You have the right to remain silent: fact or fiction?

We all know from watching TV that you have the right to remain silent when arrested. But is that true? Can you simply refuse to say anything or do you have to say some kind of “magic words?”

In 2007 while speeding, Richard Tom collided with another vehicle carrying a mother and her two children. The accident injured one child and killed the other. Following the car accident Mr. Tom refused to answer any questions when confronted by the police, before he was read his Miranda rights. Mr. Tom spoke with his attorney on the phone then told officers he would not speak to them in the absence of counsel. The officer then had Mr. Tom perform a series of field sobriety tests (FSTs) and based on those results concluded that he was under the influence of alcohol at the time of the collision. Mr. Tom was then handcuffed, placed under arrest, and read his Miranda rights.

After Mr. Tom was read his Miranda rights, he again invoked his right to remain silent when he told the police he would not make a statement. However, he did not use the magic words.

In trial, over objection, the prosecution was allowed to admit evidence that Mr. Tom refused to answer questions. The jury convicted him. The Court of appeal overturned the conviction ruling that it was error to admit Mr. Tom’s silence and allow the prosecution to argue that his silence was evidence of guilt.

In August of 2014, in a 4-3 decision the California Supreme Court reinstated his felony conviction for the vehicular manslaughter case. It was an extremely frightening decision by the California Supreme Court. The Court decided that a defendant has to unambiguously invoke his Fifth Amendment right against self-incrimination to prevent prosecutors at trial from pointing to silence as evidence of guilt consciousness. The Court ruled that the actual refusal to speak was not an invocation of the right to remain silent. You must say the magic words.

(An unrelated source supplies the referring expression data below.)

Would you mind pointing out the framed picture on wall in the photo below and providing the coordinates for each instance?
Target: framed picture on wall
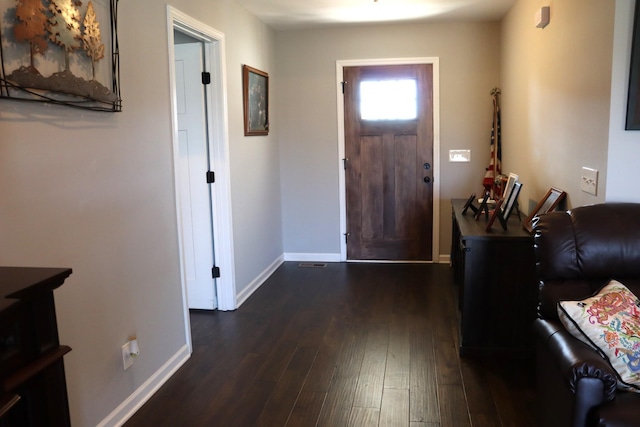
(255, 94)
(62, 53)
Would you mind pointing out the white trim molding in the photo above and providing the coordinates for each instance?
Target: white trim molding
(259, 280)
(139, 397)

The case does not end there. The case was remanded back because it had not been considered, as a question of fact, whether the defendant had unambiguously invoked his Fifth Amendment privilege. In April of 2015 the 1st District Court of Appeal reversed the conviction for vehicular manslaughter finding the jury likely interpreted the man’s silence as evidence of negligence. In an unpublished opinion overturning the verdict, Justice Martin J. Jenkins held that, “The prosecutor’s entreaty to the jury to consider the defendant’s silence as evidence of his guilt took an added significance,” reiterating that the prosecutor’s argument urging the jury to consider defendant’s failure to ask about the welfare of the occupants of the other car as substantive evidence of his guilt was highly prejudicial.

The right to remain silent is rooted in our Fifth Amendment right and has been long accepted. However, actually refusing to answer questions is not sufficient to invoke your Constitution right. This is what happened to Mr. Tom. He did not specifically invoke his Fifth Amendment right to remain silent using the magic words. Instead he told them he would not speak to them without an attorney. The prosecutors exploited his silence by telling the jurors to consider his silence as substantive evidence of an “I don’t care attitude,” to establish that he had acted with gross negligence.

This case is going to be one of many cases where the notion of unambiguous invocation of your right to remain silent will be challenged. It’s not enough to know your rights anymore, you also must know how to invoke them unambiguously to law enforcement. This is why it is so critical to get help from a Sacramento criminal defense attorney. This is an area the courts will continue to address and hopefully they will come to a conclusion that does not force the average citizen into fear of exercising their Constitutional rights guaranteed to them.